BeCA understands the discontent of Brussels Airlines crewmembers. Since the end of last year, social tensions have increased within the company.
Due to the fierce competition in the aviation sector today, Brussels Airlines, like all European airlines, is caught in a harsh commercial war. To be competitive and profitable again, the management of Brussels Airlines implemented 2 years ago the Reboot+ restructuring plan, asking for salary and productivity efforts from its employees.
Unfortunately previously agreed measures were not implemented as planned and commitments were not fulfilled. The management refuses to keep the salary concessions, which include a partial freeze of the salary indexation, within the agreed savings envelope and is thus unilaterally imposing additional pay cuts. While the purchasing power of the employees continues to drop, the financial health of the company has not improved. The managers (CEO, COO, HR Director) that initiated the airlines’ restructuring plan are no longer in the company. This high turnover of the management staff prevents the implementation of any company strategy. Worse, financial results expected from these measures are not being achieved. Pilots are concerned about the way their airline is managed. Today the pilot community legitimately wonders:
- Why were so many flights canceled during the last 12 months? A recurrent lack of pilots and/or cabin crews was a major part of the answer. This is still the case today.
- Why are profitable operations (cargo revenue, extra cargo flights during the pandemic, high yield destinations, long haul leisure destinations…) dropped or transferred from Brussels Airlines to other entities of the Lufthansa group, depriving Brussels Airlines of substantial revenues?
- Why are unnecessary expenses approved while investments that could improve the efficiency of the company (spare aircraft, stocks of spare parts, more operational staff…) are denied? Flight cancellations & delays cost millions of EUR every year.
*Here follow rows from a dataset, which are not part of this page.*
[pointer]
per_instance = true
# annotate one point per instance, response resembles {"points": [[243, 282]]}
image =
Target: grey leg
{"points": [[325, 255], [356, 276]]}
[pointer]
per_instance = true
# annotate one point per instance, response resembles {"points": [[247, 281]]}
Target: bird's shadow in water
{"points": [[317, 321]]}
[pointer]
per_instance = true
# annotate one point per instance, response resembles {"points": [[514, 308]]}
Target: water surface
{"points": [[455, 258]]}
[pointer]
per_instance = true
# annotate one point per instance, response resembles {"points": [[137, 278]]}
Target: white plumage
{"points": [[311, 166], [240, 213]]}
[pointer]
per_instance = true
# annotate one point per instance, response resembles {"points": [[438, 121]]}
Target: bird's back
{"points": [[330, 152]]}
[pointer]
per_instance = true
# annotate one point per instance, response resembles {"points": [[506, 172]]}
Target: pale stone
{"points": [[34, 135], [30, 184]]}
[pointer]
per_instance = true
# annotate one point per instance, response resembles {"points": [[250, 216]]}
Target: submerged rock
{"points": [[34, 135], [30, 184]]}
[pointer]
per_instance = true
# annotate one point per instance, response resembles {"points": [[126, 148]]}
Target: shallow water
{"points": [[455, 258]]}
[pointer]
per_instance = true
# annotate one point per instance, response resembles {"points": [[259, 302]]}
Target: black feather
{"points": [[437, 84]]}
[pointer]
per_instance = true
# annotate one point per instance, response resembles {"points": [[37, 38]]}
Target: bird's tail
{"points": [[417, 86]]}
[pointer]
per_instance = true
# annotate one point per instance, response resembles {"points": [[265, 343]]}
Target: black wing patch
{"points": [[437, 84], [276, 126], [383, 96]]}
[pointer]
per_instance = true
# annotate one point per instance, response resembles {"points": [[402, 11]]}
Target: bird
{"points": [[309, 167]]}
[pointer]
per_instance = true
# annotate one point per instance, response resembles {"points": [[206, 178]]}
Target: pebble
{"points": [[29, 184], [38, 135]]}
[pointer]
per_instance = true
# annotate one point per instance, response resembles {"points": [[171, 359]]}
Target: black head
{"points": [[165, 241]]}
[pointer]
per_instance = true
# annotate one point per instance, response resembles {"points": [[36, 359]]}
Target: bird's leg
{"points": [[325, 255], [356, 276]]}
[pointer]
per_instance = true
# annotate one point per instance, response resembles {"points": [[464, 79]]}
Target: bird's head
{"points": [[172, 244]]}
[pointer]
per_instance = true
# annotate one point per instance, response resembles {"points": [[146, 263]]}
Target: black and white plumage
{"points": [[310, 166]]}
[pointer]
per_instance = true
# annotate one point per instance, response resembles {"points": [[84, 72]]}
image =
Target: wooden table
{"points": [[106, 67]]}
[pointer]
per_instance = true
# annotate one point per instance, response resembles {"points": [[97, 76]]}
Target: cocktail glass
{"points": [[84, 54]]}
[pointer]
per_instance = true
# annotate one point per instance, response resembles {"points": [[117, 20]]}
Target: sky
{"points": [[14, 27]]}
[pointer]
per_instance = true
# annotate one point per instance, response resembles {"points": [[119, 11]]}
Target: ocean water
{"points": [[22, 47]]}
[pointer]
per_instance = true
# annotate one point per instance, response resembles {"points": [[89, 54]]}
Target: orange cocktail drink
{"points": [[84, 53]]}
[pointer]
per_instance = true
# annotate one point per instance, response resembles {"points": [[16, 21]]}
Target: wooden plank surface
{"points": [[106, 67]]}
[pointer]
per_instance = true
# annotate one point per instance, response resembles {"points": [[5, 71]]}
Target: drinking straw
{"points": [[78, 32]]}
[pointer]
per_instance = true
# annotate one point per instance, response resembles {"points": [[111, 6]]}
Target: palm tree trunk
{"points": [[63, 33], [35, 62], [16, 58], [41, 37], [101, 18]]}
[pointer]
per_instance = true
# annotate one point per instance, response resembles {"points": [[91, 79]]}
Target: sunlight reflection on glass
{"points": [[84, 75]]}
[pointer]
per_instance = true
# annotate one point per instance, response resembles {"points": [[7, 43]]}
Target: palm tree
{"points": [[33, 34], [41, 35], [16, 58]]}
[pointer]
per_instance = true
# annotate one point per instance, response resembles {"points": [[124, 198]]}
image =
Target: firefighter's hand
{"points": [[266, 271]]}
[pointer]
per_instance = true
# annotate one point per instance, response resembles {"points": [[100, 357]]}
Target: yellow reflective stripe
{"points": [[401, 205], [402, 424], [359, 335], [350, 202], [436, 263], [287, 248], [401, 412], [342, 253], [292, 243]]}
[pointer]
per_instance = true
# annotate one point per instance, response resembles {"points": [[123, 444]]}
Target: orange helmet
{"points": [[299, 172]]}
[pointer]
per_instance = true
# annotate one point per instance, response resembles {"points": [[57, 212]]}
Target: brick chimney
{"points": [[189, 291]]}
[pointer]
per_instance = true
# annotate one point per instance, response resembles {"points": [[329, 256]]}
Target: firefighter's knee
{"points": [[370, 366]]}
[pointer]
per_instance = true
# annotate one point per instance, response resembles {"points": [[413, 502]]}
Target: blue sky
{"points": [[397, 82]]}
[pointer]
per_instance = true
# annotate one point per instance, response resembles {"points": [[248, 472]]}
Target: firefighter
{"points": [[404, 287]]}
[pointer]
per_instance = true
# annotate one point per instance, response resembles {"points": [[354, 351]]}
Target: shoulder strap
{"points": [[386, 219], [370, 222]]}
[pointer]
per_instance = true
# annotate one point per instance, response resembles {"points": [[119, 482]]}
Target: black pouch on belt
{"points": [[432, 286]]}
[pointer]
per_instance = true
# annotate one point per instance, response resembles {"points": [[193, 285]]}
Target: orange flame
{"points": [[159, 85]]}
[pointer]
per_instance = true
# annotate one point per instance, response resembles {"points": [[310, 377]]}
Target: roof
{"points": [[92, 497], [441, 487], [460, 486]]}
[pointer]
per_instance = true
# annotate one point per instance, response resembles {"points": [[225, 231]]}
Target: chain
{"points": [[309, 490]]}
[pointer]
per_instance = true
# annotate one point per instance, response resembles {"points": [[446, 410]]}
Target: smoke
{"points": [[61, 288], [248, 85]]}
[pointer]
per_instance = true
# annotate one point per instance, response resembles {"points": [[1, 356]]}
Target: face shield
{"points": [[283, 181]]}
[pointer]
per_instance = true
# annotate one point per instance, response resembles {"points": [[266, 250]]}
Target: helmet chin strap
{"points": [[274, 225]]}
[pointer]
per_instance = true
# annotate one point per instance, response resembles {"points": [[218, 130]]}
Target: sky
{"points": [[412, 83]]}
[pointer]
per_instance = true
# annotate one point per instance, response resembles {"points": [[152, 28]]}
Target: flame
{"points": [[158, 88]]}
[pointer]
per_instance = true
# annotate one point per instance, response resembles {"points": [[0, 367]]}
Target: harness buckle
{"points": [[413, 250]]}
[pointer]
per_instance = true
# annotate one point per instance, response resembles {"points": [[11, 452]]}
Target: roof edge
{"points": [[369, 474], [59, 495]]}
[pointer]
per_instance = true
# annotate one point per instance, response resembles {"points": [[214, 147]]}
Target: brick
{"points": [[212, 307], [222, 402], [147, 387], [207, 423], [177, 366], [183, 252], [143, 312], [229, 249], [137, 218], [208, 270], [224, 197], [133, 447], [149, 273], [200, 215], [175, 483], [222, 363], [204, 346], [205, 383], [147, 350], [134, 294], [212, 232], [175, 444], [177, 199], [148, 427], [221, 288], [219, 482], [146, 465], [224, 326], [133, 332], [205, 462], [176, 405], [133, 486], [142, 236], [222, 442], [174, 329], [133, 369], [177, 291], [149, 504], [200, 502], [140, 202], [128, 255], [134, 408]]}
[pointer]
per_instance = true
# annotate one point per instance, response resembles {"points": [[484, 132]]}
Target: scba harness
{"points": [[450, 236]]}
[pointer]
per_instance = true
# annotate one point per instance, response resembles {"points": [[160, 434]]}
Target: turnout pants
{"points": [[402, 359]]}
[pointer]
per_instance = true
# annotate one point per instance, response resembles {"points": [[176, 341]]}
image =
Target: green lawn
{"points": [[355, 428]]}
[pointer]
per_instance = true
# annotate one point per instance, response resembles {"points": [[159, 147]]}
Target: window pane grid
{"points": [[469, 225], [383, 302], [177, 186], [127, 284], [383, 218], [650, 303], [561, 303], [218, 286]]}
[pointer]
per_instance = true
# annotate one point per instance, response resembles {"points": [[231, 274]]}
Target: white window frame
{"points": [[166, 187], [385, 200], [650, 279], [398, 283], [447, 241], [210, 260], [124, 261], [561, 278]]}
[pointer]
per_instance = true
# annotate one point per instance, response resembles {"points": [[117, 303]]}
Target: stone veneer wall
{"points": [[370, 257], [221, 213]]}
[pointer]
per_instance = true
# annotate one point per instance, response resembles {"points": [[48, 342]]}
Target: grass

Due to this recurrent lack of transparency and efficiency, the trust between the pilot community and the management has broken. The Brussels Airlines pilots do not want unkept promises anymore but request real, coherent, and continuous commitments to give their company a sustainable future.
The airline structure and processes have to be thoroughly reviewed and improved. Pilots will no longer pay for the mismanagement of their airline.
Social actions planned on 23, 24 & 25 June are their last resort to make their voices heard.